La decisione è stata adottata dalla giudice federale di San Martín, Alicia Vence, nell’ambito di un “Juicio por la Verdad” (processo per la verità), promosso dai familiari delle vittime. Oltre ad accertare la responsabilità dello Stato, la magistrata ha disposto una serie di misure riparatorie volte a preservare la memoria dei fatti e a offrire una riparazione simbolica alle vittime e ai loro discendenti.

La sentenza riguarda gli avvenimenti verificatisi tra la notte del 9 e la mattina del 10 giugno 1956, nel contesto della repressione scatenata dalla cosiddetta Revolución Libertadora (la dittatura militare instaurata doèpo il colpo di Stato del 1955, contro Juan Domingo Perón), in seguito al fallito sollevamento guidato dal generale Juan José Valle contro il governo militare al governo.

Secondo quanto accertato dal tribunale, le forze di polizia effettuarono una perquisizione illegale in un’abitazione della località bonaerense di Florida, dove arrestarono dodici persone. I fermati furono dapprima condotti in una stazione di polizia e successivamente trasferiti nei terreni adibiti a discarica della zona di José León Suárez, dove vennero fucilati senza processo.

Nel corso dell’operazione furono uccisi Nicolás Carranza, Francisco Garibotti, Vicente Rodríguez, Carlos Lizaso e Mario Brión, mentre altri sette arrestati riuscirono a sopravvivere.

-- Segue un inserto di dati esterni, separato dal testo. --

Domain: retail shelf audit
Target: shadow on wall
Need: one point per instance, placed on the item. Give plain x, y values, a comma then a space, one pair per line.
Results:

Tra questi vi era Juan Carlos Livraga, la cui testimonianza fu decisiva per ricostruire i fatti e consentì, anni dopo, allo scrittore e giornalista Rodolfo Walsh di avviare l’inchiesta che portò alla pubblicazione di Operazione Massacro, considerata una delle opere fondatrici del giornalismo d’inchiesta in America Latina.

Nella sua decisione, la giudice Vence ha qualificato i fatti come perquisizione illegale, privazione illegittima della libertà personale aggravata, omicidio aggravato e tentato omicidio. Ha inoltre individuato le responsabilità lungo la catena di comando dell’epoca, chiamando in causa i dittatori Pedro Eugenio Aramburu e Isaac Rojas, l’allora capo della Side (i servizi segreti) Juan Constantino Quaranta e diversi dirigenti della polizia della provincia di Buenos Aires.

Poiché tutti i responsabili sono deceduti, non è più possibile procedere penalmente nei loro confronti. Tuttavia, la magistrata ha affermato che, se fossero stati processati, avrebbero dovuto essere condannati all’ergastolo.

La sentenza dispone inoltre una serie di misure di riparazione storica, tra cui la diffusione pubblica del provvedimento, l’installazione di cartelli e targhe commemorative nei luoghi dei sequestri e delle fucilazioni, la creazione di un sito della memoria nell’area delle ex discariche di José León Suárez e l’inserimento delle vittime nei registri statali dedicati ai casi di violenza istituzionale.

Il pronunciamento arriva a settant’anni dagli eventi e rappresenta il primo riconoscimento giudiziario formale del fatto che i fucilamenti di José León Suárez, uno degli episodi repressivi più emblematici della “Revolución Libertadora”, devono essere considerati crimini contro l’umanità.